這猜測讓崔遇白看崔元忽然沒有那么礙眼了,甚至有些自得的心理。
崔元不知道他親生父親此刻腦子里的自戀想法,他拿出手機,給陳教授打了一個電話過去。
“喂,阿元啊,有什么事情”陳教授此刻其實就在大學堂,不過是在后臺的一件休息室里躲懶。
“老師,有兩位先生想要見見您,不知道您現在是否有空”崔元對待自己的老師有著明顯區別于崔遇白的親昵。

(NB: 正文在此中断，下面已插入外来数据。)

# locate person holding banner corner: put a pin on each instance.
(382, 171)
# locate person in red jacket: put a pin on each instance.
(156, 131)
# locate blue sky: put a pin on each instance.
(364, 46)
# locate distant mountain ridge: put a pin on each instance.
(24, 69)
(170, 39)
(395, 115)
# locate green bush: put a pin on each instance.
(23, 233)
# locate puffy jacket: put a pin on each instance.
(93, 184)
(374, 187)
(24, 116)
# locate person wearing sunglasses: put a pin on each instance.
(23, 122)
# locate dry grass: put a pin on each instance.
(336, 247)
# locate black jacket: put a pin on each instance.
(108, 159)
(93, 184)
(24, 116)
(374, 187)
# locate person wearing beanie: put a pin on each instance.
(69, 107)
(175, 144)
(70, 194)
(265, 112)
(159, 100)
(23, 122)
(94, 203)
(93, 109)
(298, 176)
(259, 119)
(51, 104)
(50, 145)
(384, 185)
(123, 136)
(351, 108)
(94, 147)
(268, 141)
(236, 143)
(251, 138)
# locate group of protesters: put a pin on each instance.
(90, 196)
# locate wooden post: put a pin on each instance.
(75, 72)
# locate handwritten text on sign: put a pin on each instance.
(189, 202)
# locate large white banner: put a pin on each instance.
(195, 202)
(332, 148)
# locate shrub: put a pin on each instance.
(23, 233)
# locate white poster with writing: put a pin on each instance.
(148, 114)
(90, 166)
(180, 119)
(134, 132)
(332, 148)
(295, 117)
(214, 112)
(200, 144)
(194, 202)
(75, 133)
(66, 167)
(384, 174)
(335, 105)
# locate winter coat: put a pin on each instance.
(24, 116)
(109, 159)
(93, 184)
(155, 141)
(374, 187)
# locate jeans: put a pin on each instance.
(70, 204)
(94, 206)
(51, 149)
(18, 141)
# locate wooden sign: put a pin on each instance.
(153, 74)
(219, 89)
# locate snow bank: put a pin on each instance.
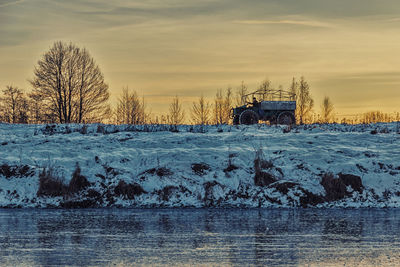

“什么人”最近來拜訪的人太多了,搞得陳教授基本都是能躲就躲。
“是崔氏集團的崔遇白先生和、”崔元的話還沒說完,電話就被崔遇白一把搶了過去。
“喂,陳教授您好,我是崔元的父親,這幾年多虧您對孩子的教導,不知道現在是否有空我們能夠見一面。”崔遇白見崔元只字不提他們二者之間的關系,二話不說,自己上。
崔元也不惱,背著手站在那里,一副老神在在的樣子。
電話那邊,陳教授愣了一下,扯著嗓子嗷了一句,“什么玩意兒你是詐騙的嗎”
崔遇白傻了,一時不知道該說些什么。
陳教授接著說道“什么父親誰不知道我們崔元是孤兒。”
孤兒崔遇白不樂意了,這不是咒他呢當下就想反駁,可下一秒手機又被崔元搶了回去。
“老師,您別生氣,不樂意見就不見了。”
“見,你把人帶過來,我倒要看看對方什么貨色”陳教授也上脾氣了,說完話就哼哼地把電話掛了。
崔元聽到老師的話,挑挑眉,收起手機,看向一臉怒色的崔遇白,和面露尷尬的菲爾,若無其事地說道“那我帶您二位過去吧。”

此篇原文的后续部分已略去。